The argument hinges on whether Britain joined the EEA as a member of the EU or in its own right. Lawyers are focusing on the case of Croatia, which acceded to the EEA nine months after joining the EU, to prove that the two entities are separate.

They will argue that to leave the EEA, Britain must separately trigger Article 127 of the EEA agreement, in addition to Article 50. Article 127, which Wilding calls "a game changer", requires members to give 12 months' notification to leave without reference to Article 50, while Article 128 says that countries acceding to the EU "may" apply to join the EEA but are not compelled to.

Actually, this argument is very thin indeed, making this a false move by Wilding. We dealt with it at length in October, arguing that the EEA Agreement was quite evidently a treaty between EU Member States and Efta States. To be a party to the Agreement, the UK must either be a member of the EU or Efta.

Failing this, the other members can invoke Article 60 of the Vienna Convention on the Law of Treaties, and eject the UK. Article 60(2) entitles, in the event of a material breach of a multilateral treaty by one of the parties, entitles the other parties by unanimous agreement to terminate the treaty in the relations between themselves and the defaulting State.

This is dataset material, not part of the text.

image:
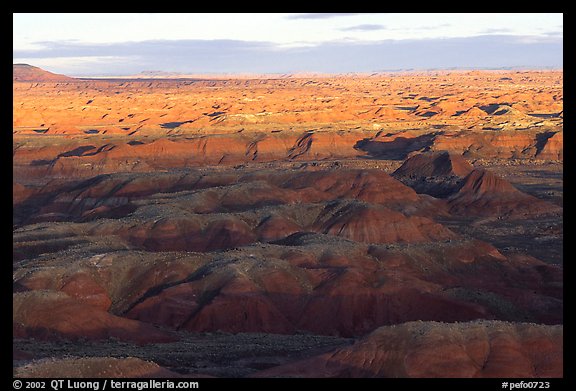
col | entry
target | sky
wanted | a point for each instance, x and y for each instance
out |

In practice, it would be very hard for any state to participate in the EEA unless it was either a member of the EU or Efta, as the management of the Agreement is conducted via the institutional frameworks of both organisations. That would allow the parties to terminate the Agreement on the grounds of "the impossibility of performing a treaty" (Article 61), or the parties may prefer Article 62, citing "a fundamental change of circumstances".

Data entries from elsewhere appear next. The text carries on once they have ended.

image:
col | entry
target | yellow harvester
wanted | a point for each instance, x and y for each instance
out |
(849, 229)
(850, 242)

For once, though, we're not on our own on this. The media's all-purpose "leading authority on European law has also poured cold water on Wilding's thesis. This is Jean-Claude Piris, a former head of the European council's legal service.

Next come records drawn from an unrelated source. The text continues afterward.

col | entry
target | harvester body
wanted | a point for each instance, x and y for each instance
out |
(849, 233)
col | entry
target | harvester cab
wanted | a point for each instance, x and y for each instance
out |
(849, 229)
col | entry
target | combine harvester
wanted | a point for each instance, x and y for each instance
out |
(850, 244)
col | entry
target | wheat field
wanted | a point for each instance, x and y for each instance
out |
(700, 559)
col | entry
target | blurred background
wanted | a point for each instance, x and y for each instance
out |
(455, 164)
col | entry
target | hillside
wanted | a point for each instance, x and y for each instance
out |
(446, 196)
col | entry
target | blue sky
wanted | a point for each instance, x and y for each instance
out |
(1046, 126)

"The UK's withdrawal from EU will mean an automatic cessation of its membership of EEA as an EEA-EU member", he says. "In order to become an EEA member you have either to be an EU member or an Efta member". Thus, the UK would not be able to remain in the EEA unless, on withdrawal from the EU, it rejoined Efta.

The crucial point then, which would be much more interesting for Wilding to explore, is whether the UK participation in the EEA Agreement would then automatically lapse, requiring the government to re-apply, or whether we could claim continuity.

In the latter event, this could be very helpful as the UK could then unilaterally invoke Article 112 (safeguard measures) to impose restrictions on the free movement of persons – without requiring the assent of any other party.

Needless to say, a Government spokesman dismissed the challenge, saying: "As the UK is party to the EEA Agreement only in its capacity as an EU Member State, once we leave the European Union we will automatically cease to be a member of the EEA".

Nevertheless, continued EEA participation is possibly the best option for a trouble-free extraction from the EU, which makes it all the more perverse that the lunatic fringe is objecting to it, and absolutely bizarre that those who most strenuously opposed it are now supporting the idea.

Welcome to the topsy-turvy world of Brexit were, as Booker ventured over the weekend, the most serious barriers to a smooth exit from the EU comes from the Tory eurosceptics – as well as their fellow travellers in Ukip.